We knew, because of our dog, that this one couldn't stay the night at our house. I had seen a similar pup in the neighborhood that an older gentleman walks around frequently. I thought this must be his, so #4 and I set out down the steps at about 9:30 heading toward where we thought the man lived.
The dog, however, had other ideas. No matter how much we pleaded or attempted to direct, the pup went the opposite direction, lifting its leg on everything that didn't move.
Our block is rather large and hilly all around. The man's house we were looking for is simply across the street and down the way just a bit. That would be the easy way. C'mon, dog!

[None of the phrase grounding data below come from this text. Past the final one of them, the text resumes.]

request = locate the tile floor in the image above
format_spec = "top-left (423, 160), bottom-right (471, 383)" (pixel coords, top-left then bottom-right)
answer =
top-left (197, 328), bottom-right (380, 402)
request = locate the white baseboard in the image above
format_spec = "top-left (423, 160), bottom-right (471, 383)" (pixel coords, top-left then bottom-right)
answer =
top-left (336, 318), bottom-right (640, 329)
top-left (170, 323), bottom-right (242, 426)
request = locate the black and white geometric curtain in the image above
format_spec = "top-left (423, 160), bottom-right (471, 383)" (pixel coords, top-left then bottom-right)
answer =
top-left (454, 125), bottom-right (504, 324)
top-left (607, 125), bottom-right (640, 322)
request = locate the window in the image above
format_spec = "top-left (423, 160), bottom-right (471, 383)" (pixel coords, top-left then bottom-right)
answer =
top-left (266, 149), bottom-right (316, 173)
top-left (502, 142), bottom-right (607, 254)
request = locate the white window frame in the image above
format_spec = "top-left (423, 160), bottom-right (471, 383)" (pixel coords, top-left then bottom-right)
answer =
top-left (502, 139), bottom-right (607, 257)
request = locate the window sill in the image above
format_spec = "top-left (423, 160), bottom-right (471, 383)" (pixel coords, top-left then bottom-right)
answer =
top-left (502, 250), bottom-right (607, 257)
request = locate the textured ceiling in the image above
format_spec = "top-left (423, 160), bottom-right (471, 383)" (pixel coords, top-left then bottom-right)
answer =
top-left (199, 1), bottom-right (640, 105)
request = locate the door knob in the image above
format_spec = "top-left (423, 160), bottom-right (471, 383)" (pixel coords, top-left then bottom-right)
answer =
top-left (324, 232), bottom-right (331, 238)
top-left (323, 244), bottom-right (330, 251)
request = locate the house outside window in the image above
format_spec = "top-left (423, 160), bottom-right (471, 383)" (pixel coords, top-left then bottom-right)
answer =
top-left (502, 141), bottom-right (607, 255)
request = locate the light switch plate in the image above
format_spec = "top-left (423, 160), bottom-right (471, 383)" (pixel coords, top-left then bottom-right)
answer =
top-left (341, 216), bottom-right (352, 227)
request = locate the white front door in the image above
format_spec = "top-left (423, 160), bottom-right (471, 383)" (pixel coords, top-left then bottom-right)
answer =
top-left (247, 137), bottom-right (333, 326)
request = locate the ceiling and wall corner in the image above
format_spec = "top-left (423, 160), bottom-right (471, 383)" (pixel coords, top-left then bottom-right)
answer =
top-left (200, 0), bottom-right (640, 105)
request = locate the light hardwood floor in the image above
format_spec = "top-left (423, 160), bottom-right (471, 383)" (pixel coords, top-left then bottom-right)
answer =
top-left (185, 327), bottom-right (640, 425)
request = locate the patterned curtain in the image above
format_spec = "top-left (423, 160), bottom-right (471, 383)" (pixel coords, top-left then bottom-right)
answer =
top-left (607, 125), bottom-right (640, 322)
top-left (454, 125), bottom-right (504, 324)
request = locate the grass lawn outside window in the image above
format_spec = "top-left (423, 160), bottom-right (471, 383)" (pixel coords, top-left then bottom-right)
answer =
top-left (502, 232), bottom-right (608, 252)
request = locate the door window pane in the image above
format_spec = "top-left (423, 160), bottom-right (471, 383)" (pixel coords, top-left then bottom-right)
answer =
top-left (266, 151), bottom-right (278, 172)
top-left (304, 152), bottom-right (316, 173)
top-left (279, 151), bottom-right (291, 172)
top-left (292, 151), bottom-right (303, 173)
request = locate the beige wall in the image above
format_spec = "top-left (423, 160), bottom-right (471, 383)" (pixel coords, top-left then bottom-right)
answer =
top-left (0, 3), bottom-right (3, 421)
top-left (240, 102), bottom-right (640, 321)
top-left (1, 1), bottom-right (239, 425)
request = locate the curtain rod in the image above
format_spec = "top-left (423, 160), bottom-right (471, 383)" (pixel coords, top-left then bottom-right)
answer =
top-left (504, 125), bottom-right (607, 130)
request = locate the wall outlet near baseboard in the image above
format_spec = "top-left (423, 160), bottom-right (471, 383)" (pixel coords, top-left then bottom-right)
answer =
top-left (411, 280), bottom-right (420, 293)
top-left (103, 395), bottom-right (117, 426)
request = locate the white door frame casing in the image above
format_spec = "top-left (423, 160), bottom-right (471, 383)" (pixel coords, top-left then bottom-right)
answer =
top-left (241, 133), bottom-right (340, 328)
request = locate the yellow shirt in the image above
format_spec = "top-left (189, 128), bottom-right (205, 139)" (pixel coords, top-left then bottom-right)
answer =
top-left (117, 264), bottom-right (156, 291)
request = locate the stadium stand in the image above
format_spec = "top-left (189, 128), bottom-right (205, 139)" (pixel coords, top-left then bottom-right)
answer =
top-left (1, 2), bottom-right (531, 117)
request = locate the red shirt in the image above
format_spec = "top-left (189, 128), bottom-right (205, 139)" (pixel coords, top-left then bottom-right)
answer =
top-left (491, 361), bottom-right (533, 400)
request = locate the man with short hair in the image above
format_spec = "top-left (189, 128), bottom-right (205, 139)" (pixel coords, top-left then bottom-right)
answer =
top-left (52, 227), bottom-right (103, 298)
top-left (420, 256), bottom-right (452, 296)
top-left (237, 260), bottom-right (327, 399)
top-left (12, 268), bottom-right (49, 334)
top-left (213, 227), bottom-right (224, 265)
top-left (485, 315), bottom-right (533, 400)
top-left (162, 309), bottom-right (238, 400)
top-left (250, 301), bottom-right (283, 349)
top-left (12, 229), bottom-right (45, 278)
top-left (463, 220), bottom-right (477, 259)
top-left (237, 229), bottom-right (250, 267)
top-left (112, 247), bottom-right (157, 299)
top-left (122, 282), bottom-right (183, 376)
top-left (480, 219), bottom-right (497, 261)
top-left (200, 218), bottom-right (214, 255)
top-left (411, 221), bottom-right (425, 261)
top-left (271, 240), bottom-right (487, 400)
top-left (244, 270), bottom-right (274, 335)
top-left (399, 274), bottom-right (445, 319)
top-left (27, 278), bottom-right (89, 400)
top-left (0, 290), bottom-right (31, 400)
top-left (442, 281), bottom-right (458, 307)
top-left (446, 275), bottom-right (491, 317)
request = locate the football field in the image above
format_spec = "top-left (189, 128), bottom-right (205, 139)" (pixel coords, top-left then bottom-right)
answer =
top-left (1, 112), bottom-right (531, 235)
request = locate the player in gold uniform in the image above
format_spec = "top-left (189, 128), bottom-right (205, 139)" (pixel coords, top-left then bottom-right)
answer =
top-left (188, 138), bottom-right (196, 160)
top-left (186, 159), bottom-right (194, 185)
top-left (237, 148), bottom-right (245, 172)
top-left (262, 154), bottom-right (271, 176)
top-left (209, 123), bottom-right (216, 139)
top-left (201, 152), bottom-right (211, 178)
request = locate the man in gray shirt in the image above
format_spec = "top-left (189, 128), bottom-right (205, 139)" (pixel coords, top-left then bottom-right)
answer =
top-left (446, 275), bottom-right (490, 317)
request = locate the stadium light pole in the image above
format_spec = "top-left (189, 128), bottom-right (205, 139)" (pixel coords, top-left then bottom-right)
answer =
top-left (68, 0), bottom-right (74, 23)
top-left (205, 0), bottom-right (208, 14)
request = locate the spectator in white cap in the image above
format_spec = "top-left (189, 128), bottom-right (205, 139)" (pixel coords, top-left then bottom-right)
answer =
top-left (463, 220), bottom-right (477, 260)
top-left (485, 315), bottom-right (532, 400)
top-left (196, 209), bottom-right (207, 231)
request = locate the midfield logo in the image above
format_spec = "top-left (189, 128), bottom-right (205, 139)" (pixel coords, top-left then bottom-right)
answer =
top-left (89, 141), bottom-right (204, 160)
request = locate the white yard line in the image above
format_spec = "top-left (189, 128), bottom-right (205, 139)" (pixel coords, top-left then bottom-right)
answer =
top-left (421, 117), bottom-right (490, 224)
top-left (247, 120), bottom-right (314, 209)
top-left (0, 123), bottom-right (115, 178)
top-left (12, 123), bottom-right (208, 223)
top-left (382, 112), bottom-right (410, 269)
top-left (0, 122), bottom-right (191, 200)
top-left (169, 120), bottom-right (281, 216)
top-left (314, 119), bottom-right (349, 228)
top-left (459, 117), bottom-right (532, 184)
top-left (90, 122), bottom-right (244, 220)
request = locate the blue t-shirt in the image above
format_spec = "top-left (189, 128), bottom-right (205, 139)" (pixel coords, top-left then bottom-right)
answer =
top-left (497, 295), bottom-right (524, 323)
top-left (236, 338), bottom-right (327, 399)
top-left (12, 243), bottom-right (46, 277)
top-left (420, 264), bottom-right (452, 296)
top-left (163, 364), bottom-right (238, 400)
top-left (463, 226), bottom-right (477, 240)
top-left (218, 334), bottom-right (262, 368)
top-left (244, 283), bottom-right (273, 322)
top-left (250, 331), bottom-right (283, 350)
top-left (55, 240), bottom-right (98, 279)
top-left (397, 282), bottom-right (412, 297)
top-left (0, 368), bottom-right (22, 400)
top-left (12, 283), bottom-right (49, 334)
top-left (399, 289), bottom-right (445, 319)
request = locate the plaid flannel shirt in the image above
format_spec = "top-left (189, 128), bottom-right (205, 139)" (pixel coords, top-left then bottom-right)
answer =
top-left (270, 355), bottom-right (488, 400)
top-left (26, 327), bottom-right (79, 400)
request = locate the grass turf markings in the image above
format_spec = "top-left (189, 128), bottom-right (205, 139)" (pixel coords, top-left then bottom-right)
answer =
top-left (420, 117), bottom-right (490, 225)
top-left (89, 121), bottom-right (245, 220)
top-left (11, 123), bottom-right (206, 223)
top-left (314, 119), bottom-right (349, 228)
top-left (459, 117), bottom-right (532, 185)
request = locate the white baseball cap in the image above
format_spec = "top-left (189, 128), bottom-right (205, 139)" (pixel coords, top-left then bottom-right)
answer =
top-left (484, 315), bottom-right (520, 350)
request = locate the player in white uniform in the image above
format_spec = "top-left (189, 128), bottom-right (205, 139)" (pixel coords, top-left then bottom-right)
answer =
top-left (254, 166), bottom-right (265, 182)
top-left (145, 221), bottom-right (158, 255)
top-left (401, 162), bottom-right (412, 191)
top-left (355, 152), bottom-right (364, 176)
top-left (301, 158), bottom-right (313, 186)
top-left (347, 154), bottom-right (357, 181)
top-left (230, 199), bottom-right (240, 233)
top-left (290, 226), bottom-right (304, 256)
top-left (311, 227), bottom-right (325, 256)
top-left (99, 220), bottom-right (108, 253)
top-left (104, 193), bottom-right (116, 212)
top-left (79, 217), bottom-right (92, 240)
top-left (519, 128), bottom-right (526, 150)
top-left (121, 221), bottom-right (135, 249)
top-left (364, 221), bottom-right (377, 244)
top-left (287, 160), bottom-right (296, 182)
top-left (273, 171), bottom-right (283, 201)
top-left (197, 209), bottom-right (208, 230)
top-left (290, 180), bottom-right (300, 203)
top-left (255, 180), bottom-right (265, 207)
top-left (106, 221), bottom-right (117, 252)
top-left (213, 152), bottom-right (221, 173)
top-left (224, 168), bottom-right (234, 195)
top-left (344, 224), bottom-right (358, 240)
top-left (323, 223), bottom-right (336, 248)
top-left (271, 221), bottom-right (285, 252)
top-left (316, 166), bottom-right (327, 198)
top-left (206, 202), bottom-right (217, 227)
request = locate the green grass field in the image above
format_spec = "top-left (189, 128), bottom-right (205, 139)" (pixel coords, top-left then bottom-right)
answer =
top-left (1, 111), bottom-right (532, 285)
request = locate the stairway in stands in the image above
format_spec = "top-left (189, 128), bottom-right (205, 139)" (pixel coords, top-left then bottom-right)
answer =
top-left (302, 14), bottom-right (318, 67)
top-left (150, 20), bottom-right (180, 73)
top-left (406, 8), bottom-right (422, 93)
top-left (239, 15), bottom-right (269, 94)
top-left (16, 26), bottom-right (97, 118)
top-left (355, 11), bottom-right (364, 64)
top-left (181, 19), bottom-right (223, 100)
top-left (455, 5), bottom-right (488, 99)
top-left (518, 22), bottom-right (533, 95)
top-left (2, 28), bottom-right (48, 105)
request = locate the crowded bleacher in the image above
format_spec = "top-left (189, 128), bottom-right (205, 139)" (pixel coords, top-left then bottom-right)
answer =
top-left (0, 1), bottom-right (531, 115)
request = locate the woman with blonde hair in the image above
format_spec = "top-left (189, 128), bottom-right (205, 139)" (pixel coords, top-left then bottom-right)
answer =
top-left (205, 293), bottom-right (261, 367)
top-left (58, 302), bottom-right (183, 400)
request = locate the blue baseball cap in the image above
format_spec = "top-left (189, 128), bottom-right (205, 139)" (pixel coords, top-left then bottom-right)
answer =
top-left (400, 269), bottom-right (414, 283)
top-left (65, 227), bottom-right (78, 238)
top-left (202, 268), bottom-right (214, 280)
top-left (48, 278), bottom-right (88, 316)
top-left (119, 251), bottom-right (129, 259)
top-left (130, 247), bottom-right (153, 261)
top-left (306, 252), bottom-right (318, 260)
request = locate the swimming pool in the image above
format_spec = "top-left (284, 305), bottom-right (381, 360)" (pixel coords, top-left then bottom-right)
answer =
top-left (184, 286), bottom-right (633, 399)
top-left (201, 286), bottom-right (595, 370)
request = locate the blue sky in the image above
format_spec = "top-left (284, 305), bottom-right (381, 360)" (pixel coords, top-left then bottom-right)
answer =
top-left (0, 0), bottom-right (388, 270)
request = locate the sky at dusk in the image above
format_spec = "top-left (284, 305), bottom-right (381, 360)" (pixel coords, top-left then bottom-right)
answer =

Nope. He would have nothing to do with it. We rounded the corner and headed up a hill….trailing the dog as we went. #4 didn't dare pick it up again because it would nip at him and growl--it had turned into a mean mop on legs. I'm not sure how he got it into his arms at the beginning of this adventure. Poor thing must have been desperate.
After following to the top of the hill, as we headed down the other side, #4 started tapping his foot at the dog. I asked, "What are you doing?" #4's response: "Well, it doesn't answer to anything else. I'm wondering if the old man's taught it Morse code. I just said, 'S.O.S.'"
It's dark. It's cold…..And here's my son cracking jokes.
The pooch leads us up the same street almost to the end. I'm thinking it will lead us around a corner and then another, and then we'll be near his house. C'mon, dog!
Nope. The dog turns around and starts heading back up the hill. WHAT?!
I am SO done with this little knee biter…..I'm ready to leave. He's attempting to pee on every bush and tree, and I have no patience for this. It's cold. I just want to get home.
I start to walk away telling #4 that we have a neighborhood group on the Internet. I'll post something there.
#4 heads back in the dog's direction. "I'm sorry, Mom. I can't just leave him out here in the cold. Poor little guy." He heads back up the hill and disappears into the darkness on the opposite side of the street. First, emerging out of the shadows comes the little white hair ball, shortly thereafter comes my boy.
It's at this moment when I begin to realize what I'm raising. I also realize that this has nothing to do with me (clearly….I'm ready to hit the road), but here's a boy who has almost been bitten three times during his act of kindness, his hand smells like dog food, he's cold, but he's ready to stand by this little beast's side and make sure it gets home safely.
And people criticize women for having more than the socially correct 2.1 children…..
I tell #4 that when the dog goes up on someone's porch, we'll knock on that door to see if he's found his owner.
He wanders around for awhile….I'm well down the street by this time. I'm heading for home, but #4's holding back watching the dog's every move. Sure enough, within a couple minutes, the dog climbs the stairs to the porch. #4 hollers out to me at what the dog's done.
"Go knock on the door," I direct him.
"Come with me?" He hollers back.
I return to the house knowing that this can't be this dog's house. He belongs to the tall, white-haired man down the street. We're going to be out here for a LONG time, and these people are going to be mad that we are knocking on their door at 10:00 at night, but all the lights are on, so it's not like we'll be waking anybody, so we go for it.
He climbs the stairs, opens the storm door, and knocks. The little dog, tail noticeably wagging under all that hair, looks back at us. His little way of thanking us, I guess.
A man with a long, dark beard and a green stocking cap opens the door. He looks down at the dog and as #4 attempts to spit out the question, "Is this your dog?" opens the door and the dog disappears inside. The man utters a "Thanks," and the door shuts.
As we go to return home, just as we're rounding the corner, #4 grabs a handful of kibble out of his pocket, "Here."
"Uh uh! You can take care of that yourself."
"Ooh. My hands stink like dog food…..Can you believe he didn't even know Morse code, Mom? Dumb dog."